Katie Stiles, writing for PsychCentral in 2019, defines connection as an interaction where both persons or parties feel valued, seen and heard. You walk away from the encounter feeling nourished, akin to drinking from the well of holistic care. However, the irony in all of this is that the digital boost in online interactions seems to be driving a greater sense of loneliness.
Harvard conducted a study on loneliness in America, finding that 3 in 5 adults reported being lonely pre-pandemic. And guess what…that number continues to trend upward! As mental health experts point to the importance of human connection for improved quality of life, sense of fulfillment, and longer life expectancy, where have we gone wrong, and do we even care?
As Furman alumni, my sister and I appreciate everything that Greenville has to offer; and admittedly, she is the one who introduced me to Group Therapy. But it’s the Brene Brown quote posted on their website that really drew me in. “It takes courage to say yes to rest and play, in a culture where exhaustion is seen as status symbol.”

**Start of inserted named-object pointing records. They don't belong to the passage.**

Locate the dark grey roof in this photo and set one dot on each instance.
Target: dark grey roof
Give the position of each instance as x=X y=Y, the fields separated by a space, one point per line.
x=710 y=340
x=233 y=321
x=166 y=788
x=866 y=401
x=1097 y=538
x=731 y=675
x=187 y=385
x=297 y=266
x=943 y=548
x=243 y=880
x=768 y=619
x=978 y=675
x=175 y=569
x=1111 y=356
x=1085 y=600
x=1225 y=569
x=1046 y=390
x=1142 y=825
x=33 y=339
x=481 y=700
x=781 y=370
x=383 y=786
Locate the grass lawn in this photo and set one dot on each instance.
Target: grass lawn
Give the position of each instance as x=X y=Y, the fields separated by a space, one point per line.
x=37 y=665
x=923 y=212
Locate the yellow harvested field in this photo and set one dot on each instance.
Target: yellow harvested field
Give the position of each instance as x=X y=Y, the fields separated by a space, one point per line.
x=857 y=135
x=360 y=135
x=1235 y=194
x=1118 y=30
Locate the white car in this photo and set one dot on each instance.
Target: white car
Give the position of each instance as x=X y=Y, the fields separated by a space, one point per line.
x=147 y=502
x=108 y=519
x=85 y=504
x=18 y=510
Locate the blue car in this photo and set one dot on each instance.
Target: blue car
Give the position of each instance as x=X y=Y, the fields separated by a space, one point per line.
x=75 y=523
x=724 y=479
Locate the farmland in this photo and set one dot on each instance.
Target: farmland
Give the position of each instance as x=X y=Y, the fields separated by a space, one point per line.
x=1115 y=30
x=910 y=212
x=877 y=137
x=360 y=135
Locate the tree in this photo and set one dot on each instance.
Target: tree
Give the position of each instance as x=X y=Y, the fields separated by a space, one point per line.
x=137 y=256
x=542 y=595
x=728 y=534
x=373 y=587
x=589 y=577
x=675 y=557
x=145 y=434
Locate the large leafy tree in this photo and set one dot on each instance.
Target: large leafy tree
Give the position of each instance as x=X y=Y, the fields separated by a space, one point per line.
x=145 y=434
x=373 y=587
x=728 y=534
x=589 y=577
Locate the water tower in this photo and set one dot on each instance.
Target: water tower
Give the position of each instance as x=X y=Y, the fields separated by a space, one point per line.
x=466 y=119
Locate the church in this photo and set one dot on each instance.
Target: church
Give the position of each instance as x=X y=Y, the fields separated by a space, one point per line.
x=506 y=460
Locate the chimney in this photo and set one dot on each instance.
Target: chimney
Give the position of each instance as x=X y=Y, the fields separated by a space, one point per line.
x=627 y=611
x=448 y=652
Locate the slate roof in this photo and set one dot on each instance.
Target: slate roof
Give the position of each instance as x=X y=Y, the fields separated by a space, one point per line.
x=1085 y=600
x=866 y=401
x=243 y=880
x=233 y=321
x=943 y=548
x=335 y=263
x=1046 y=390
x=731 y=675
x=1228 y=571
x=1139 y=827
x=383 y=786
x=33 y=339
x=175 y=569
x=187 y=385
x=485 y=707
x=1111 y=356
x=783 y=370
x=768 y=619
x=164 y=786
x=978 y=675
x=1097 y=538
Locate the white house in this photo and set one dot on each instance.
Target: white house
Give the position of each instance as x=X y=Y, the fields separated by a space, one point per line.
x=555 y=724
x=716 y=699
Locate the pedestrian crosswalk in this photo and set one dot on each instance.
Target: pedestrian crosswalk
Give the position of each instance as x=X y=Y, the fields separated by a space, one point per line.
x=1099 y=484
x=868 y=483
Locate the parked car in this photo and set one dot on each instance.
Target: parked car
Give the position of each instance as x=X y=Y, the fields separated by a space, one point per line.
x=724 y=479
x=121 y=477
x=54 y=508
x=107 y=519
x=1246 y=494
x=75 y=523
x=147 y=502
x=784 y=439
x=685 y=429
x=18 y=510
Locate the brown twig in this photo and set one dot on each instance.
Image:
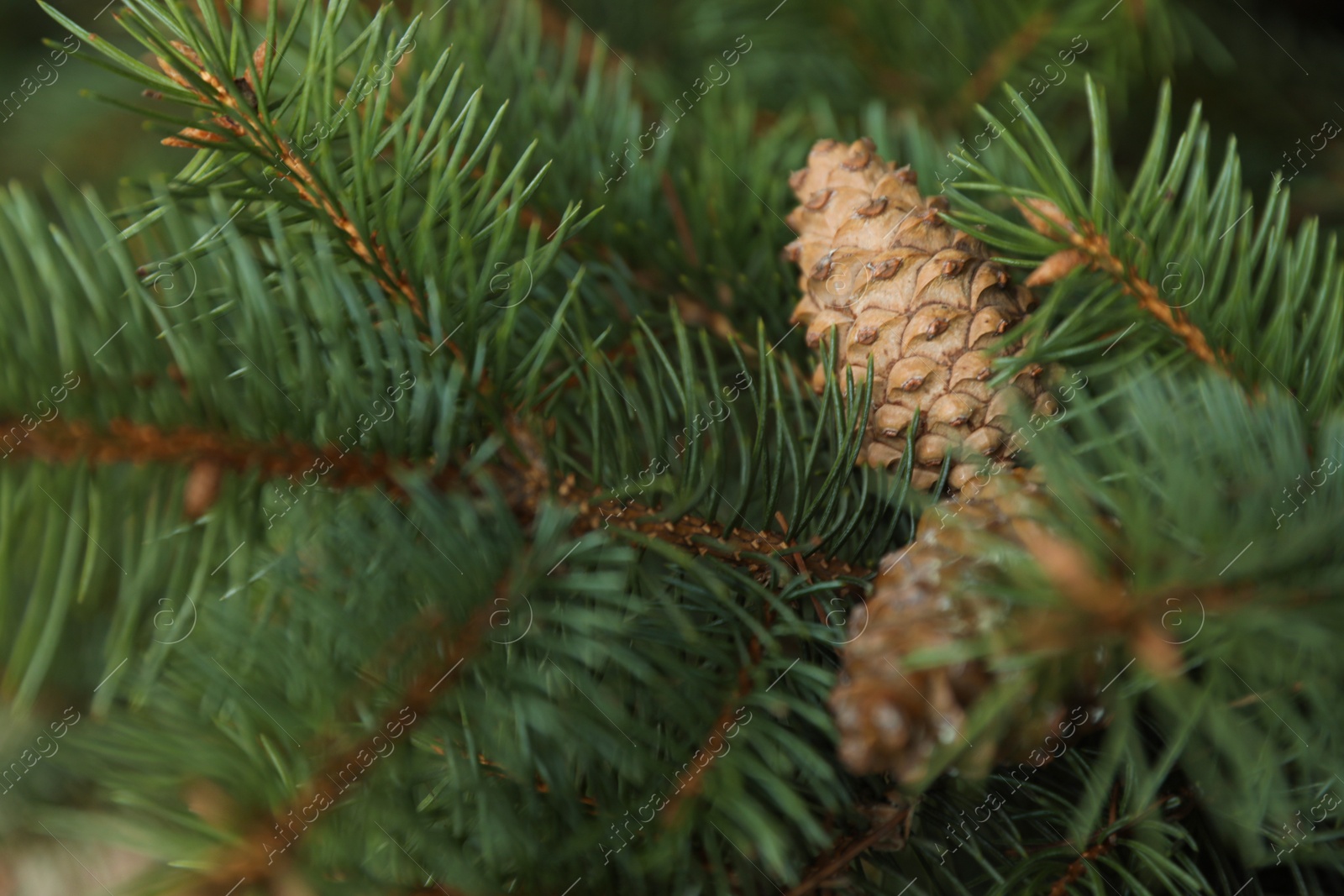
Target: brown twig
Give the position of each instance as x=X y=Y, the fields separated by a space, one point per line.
x=526 y=484
x=1093 y=248
x=253 y=860
x=844 y=852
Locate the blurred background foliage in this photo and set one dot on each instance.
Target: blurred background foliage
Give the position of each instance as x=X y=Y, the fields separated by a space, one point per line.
x=1240 y=56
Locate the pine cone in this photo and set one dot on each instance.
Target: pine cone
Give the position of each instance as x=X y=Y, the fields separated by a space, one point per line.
x=891 y=716
x=917 y=296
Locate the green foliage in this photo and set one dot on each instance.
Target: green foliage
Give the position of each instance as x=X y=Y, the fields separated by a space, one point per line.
x=421 y=291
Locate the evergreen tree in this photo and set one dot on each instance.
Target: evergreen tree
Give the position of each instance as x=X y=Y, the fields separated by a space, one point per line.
x=434 y=485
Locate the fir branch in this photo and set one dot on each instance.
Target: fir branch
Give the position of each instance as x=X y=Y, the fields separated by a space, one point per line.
x=846 y=851
x=999 y=65
x=306 y=184
x=526 y=484
x=452 y=647
x=1095 y=249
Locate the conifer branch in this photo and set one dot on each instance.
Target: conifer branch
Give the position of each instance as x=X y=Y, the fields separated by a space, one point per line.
x=253 y=859
x=526 y=484
x=302 y=179
x=696 y=775
x=1092 y=248
x=844 y=852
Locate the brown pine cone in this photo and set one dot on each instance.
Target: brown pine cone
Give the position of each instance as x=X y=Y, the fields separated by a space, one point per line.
x=920 y=297
x=894 y=716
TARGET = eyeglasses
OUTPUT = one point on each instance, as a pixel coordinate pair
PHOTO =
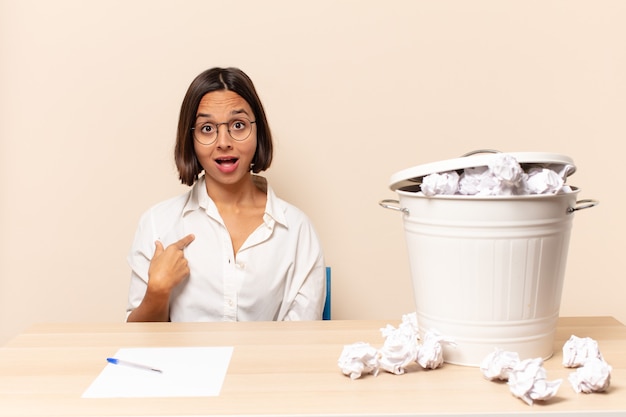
(238, 129)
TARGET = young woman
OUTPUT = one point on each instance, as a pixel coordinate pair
(229, 249)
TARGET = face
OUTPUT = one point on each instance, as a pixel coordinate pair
(225, 161)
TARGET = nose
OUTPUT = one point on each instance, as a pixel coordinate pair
(223, 136)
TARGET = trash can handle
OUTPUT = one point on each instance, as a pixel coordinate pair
(393, 205)
(480, 151)
(582, 204)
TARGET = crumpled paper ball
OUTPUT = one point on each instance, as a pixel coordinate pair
(593, 376)
(499, 364)
(502, 176)
(400, 347)
(577, 350)
(527, 381)
(430, 353)
(358, 359)
(446, 183)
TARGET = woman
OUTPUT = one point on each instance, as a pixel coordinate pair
(228, 249)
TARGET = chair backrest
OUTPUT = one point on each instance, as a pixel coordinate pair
(326, 313)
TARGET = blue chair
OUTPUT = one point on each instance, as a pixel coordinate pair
(326, 313)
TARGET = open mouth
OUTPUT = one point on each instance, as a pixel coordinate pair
(226, 161)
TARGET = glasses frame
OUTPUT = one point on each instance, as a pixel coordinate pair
(217, 131)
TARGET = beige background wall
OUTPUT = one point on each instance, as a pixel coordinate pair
(354, 90)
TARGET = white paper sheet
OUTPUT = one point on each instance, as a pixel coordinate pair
(187, 372)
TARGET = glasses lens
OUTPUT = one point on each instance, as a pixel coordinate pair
(205, 133)
(240, 129)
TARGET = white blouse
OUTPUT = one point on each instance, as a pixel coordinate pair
(278, 274)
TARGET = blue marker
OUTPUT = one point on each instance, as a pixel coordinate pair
(116, 361)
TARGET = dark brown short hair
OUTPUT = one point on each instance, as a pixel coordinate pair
(217, 79)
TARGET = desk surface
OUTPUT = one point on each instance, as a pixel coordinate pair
(283, 368)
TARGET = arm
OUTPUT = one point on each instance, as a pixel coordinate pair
(168, 268)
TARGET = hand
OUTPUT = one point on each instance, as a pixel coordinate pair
(168, 266)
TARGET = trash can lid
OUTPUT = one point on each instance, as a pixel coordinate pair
(414, 175)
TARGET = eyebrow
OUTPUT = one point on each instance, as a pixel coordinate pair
(233, 113)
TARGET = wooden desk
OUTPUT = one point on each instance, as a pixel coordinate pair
(283, 368)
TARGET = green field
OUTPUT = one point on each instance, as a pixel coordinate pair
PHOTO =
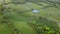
(19, 15)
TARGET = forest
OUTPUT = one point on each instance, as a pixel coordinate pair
(29, 16)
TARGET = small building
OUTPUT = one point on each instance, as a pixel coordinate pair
(35, 11)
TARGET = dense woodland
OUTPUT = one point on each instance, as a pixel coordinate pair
(16, 17)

For this writer, that is a full-on, mic-drop moment. It’s incredibly appropriate that the guru of research on shame and guilt would also be the one advocating for more play and rest in our daily routines. It seems that we have developed an unhealthy obsession with exhaustion and maybe that trait lends itself to a generational problem. I would argue that we don’t work ourselves to the bone simply for the sake of exhaustion; there must be an underlying issue (one that is as varied as those who experience it) that drives us to that point.
Perhaps it’s wrapped in our need to be needed, acknowledging a fear deep within that a moment of pause or rest would demonstrate vulnerability regarding our status or place within a company or friend group. The emotional power and threat of this feeling spills over from our professional to personal life, whispering in our ear that every single one of us is replaceable. In our inability to hold both personnel worth/value and replaceability in healthy tension, we opt to satisfy the former by eliminating the latter, sacrificing what we need for personal health and meaning to ensure a sense of cemented place.
Perhaps we wrestle with the gift of rest simply because it allows the pain of the past to catch us, finding that constant movement allows for avoidance or deterrence, a form of denial. Maybe it’s expectations, a need to succeed, an unbalanced work ethic or a desire to better one’s self in the race for what feels like the ever-elusive American dream. Regardless of where we fall, we tend to discard this notion of play like week-old leftovers, turning up our noses and trying to avoid the stench of what can’t possibly be good for our wellbeing.
Yet spirituality is rooted in connectedness…connectedness to God, to meaning and understanding in the world, to ultimate purpose and to the value that is found in giftedness, displayed in both sorrow and joy. What would it look like to face my replaceability, worth (as viewed through another’s eyes) and fear/insecurities with great courage, trusting that play and rest are catalysts for a healthier “you/me?”
I’m not necessarily calling for a revolution of play; and for critics of this theory, yes, accountability in the workplace and a strong ethic of commitment remains critically important. This is not an excuse to adopt laziness; in fact, it is the exact opposite. What I am advocating for is better work-life balance, recognizing the value of deep relationships, seeking intentional connection and understanding that every emotional and spiritual tank needs to be filled…something, my friends, that will take great courage.